“I’m sorry mom. My trip abroad did not go well. I love you so much! I’m dying because I can’t breathe”. A desperate message that could come from one of the many borders that separate the world of those who flee from the world of those who should welcome. It could have been sent from the border between United States and Mexico, from the one between Myanmar and Bangladesh, from the waters of the Mediterranean. But this dramatic message comes from the heart of Europe.
It was sent by Pham Thi Tra’ My, a 26-year-old Vietnamese woman, who wrote to her mother for the last time from on board of the truck that was found dead in 23rd October in an industrial state Essex, in the south-east of England, Along with the young woman, 38 other bodies were found, including that of a teenager, who died from asphyxiation or hypothermia having been locked inside the vehicle for days. This is yet another example of the tragedies that can happen for those that are forced to make unregulated migration journeys. According to the initial investigations, the refrigerated truck, and which had written on the windscreen the macabre message “The ultimate dream”, would have left Bulgaria and arrived by ferry to Purfleet on the Thames, Essex from Zeebrugge, Belgium.
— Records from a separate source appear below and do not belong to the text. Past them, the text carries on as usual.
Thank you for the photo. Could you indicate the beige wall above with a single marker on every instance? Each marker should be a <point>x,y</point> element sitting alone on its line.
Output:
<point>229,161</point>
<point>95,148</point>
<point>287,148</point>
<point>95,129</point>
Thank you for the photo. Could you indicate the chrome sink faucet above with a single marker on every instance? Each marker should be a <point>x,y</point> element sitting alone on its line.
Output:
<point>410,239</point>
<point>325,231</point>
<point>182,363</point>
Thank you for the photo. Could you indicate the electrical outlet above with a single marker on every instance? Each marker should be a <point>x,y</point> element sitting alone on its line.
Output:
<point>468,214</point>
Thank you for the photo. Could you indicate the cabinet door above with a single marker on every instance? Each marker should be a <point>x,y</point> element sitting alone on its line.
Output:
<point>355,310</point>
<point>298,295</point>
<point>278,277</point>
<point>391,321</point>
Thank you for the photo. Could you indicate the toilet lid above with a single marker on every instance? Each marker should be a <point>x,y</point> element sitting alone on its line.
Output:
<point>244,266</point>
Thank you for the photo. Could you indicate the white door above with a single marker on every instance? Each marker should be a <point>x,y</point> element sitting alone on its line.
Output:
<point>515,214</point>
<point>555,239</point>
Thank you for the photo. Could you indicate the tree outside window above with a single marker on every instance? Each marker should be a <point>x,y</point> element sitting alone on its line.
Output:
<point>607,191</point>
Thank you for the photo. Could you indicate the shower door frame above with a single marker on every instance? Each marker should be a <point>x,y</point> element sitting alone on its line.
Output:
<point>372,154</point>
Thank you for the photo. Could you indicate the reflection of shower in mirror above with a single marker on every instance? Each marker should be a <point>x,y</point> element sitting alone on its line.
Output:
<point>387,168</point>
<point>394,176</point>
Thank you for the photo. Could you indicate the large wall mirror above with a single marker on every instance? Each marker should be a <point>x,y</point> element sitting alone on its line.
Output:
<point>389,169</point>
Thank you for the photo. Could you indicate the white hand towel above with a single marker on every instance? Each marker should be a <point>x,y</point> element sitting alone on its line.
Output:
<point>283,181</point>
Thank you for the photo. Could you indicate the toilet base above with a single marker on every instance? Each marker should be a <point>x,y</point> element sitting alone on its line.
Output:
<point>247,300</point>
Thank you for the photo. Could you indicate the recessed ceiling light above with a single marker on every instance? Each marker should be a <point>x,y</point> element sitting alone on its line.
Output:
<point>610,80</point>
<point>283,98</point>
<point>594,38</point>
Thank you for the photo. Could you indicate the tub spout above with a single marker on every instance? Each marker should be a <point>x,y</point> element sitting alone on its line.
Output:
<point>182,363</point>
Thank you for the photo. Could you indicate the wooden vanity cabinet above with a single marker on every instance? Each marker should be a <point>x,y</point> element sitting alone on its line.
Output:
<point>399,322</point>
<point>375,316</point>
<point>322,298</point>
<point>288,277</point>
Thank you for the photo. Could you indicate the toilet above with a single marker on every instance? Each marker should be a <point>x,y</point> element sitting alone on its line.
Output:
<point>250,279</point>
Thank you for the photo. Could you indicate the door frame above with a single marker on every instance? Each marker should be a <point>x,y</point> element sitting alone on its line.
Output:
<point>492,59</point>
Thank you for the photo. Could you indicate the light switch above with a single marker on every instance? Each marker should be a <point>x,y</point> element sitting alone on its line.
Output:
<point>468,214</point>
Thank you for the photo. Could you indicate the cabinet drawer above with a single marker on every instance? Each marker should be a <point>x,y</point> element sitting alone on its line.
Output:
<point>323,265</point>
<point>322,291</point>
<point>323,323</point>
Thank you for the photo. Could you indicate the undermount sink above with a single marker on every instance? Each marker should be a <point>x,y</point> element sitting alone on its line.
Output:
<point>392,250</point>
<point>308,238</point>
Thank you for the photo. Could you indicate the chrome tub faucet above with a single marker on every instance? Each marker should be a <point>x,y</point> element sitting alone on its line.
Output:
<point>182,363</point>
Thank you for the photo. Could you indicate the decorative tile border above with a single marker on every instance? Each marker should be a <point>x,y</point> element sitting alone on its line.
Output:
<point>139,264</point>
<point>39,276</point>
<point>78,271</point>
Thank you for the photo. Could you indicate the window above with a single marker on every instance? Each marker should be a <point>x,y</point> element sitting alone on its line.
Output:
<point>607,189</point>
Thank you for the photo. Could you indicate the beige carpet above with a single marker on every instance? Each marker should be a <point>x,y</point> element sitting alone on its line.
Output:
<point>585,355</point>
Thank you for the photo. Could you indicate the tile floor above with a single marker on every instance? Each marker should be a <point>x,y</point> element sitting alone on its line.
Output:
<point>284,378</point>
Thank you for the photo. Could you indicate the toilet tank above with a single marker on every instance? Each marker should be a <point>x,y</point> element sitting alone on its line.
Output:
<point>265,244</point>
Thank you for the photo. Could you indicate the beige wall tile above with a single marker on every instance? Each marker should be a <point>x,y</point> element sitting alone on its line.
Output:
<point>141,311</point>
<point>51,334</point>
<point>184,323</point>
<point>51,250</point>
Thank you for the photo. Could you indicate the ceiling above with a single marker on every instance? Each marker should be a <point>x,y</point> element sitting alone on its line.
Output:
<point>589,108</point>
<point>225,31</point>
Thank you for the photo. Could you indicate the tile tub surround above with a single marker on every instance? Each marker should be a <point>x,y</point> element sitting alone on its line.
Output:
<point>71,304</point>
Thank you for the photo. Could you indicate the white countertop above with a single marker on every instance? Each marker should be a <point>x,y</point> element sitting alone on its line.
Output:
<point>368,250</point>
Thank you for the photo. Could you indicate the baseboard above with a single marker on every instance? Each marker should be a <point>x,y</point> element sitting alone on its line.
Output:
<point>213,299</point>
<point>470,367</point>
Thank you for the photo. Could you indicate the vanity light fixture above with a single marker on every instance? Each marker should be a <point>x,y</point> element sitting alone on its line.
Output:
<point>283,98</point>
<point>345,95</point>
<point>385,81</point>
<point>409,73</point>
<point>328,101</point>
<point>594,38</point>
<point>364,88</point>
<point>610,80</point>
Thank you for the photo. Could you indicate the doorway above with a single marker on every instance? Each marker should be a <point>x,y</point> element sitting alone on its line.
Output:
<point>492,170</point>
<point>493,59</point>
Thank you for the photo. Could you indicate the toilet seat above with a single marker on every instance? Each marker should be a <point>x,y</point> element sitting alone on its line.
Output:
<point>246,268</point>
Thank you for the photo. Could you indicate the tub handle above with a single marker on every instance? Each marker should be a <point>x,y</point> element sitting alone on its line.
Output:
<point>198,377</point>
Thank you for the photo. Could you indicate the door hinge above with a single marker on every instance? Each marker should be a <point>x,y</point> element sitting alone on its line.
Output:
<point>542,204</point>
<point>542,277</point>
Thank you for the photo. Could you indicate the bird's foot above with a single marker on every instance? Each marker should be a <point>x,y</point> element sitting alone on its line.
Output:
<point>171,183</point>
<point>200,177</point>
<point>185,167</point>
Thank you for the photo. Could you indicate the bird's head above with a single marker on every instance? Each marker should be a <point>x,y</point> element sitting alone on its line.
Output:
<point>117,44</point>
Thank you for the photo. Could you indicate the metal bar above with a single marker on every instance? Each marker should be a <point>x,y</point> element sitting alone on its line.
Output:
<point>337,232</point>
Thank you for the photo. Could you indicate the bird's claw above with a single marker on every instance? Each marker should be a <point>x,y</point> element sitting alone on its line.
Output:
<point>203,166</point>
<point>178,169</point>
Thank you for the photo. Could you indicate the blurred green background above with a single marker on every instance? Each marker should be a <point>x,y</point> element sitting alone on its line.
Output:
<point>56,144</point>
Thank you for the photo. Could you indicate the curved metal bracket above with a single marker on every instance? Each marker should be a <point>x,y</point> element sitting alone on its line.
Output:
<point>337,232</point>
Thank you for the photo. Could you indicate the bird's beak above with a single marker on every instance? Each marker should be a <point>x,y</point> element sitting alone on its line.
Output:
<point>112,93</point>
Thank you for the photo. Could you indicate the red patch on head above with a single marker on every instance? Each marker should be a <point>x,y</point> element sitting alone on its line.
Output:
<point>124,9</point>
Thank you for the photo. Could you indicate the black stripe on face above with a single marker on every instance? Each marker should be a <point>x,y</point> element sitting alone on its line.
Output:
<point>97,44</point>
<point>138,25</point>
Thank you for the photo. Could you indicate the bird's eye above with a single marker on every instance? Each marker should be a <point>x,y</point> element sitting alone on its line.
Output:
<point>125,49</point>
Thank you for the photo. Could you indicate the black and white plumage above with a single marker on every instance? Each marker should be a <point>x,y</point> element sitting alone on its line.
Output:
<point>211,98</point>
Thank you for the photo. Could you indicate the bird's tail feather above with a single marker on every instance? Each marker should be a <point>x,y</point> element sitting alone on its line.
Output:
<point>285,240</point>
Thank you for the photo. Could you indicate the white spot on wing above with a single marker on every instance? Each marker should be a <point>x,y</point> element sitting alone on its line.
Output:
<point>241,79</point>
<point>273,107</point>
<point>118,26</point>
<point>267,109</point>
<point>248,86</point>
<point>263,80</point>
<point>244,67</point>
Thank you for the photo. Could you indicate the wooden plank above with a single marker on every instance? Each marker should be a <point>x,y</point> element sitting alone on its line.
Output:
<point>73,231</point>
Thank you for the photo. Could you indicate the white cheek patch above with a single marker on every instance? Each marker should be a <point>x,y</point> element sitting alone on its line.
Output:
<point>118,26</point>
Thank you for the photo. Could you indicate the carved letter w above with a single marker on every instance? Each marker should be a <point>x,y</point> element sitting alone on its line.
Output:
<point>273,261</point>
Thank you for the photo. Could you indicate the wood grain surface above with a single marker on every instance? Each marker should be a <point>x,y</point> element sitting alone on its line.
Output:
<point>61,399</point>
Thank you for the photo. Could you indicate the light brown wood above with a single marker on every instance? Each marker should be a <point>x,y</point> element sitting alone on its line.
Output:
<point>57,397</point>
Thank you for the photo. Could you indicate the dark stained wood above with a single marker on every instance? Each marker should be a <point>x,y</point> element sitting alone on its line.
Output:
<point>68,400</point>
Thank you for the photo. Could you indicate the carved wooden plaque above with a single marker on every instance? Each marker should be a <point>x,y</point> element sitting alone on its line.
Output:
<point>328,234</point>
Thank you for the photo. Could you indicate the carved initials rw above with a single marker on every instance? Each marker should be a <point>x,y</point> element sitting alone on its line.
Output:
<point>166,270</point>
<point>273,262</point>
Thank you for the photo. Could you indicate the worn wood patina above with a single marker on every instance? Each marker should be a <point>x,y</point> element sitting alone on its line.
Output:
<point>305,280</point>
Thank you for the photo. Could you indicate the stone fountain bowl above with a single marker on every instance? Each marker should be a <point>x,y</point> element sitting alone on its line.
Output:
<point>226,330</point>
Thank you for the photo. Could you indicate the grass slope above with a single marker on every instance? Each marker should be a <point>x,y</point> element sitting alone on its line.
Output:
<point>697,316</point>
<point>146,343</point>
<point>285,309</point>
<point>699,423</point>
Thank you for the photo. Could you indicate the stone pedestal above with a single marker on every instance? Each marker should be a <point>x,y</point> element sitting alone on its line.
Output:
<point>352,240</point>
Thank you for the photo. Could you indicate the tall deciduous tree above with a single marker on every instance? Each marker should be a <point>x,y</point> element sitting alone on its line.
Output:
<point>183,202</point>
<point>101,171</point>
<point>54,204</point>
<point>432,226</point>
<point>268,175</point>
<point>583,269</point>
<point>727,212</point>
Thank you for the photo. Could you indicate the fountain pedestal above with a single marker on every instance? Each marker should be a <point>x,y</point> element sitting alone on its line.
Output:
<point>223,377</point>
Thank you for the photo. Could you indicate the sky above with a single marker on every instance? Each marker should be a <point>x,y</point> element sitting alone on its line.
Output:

In recent years, many people have tried to reach the UK, crammed into containers of vehicles or on ships crossing the English Channel. With the intensification of border controls in the Channel, the journeys of hope are forced to take alternative routes, such as that traveled by the truck, in order to avoid travelling the well policed route between Calais and Dover.
The journey ended in a parking lot in an industrial area where those onboard human beings were abandoned without dignity as though they were any other type of goods to be transported from one place to another.
A tragedy not new to Britain , a similar event had already occured in 2000 in Dover when 58 Chinese migrants were found dead in a truck , an example of yet another infernal journey organized by networks of human traffickers who profit from the desperation of illegal immigration. Not far from the truck, the driver was trying to escape, leaving behind the horror that was left there.
We all have the responsibility not to look the other way, not to flee with inhumanity as the driver did who, careless of the life of human beings he carried, betrayed our humanity.
Human trafficking from Asia, and in particular from China, is poorly documented. Published data on illegal immigration from the East by British institutions is outdated and incomplete. The latest information, published by the government in 2014,estimates that thousands of migrants are arriving via irregular routes from China to the UK.
Through MOAS’ missions in Asia, I had the opportunity to learn about the migration dynamics ofthis area , especially of Myanmar and Bangladesh, and the opportunity to testify how serious the situation is and how ,in the coming years , the numbers of people making such journeys will only increase.
The grief of the political community over what has happened should be transformed, with the appropriate legislative instruments, into immediate measures to prevent such a tragedy from happening again. But, as the experience of recent years teaches us, the emotion of the moment does not prelude any real commitment.
We are witnessing, the continued loss of life of many of the people that leave their homes and their land in search of a better life. Such A situation could be prevented if safe routes and legal channels to access Europe were established, the only alternatives to the “journey of death”. For this reason, together with MOAS, I do not get tired of repeating the need and urgency to start and ensure a system of facilitation to allow people to obtain entry visas and to prevent this loss of humanity. Together with the urgency of educating young people about legal entry channels , it is also important to educate people about the importance of not getting involved with human traffickers, who treat people’s lives as a game of Russian roulette, constantly challenging the boundary between life and death.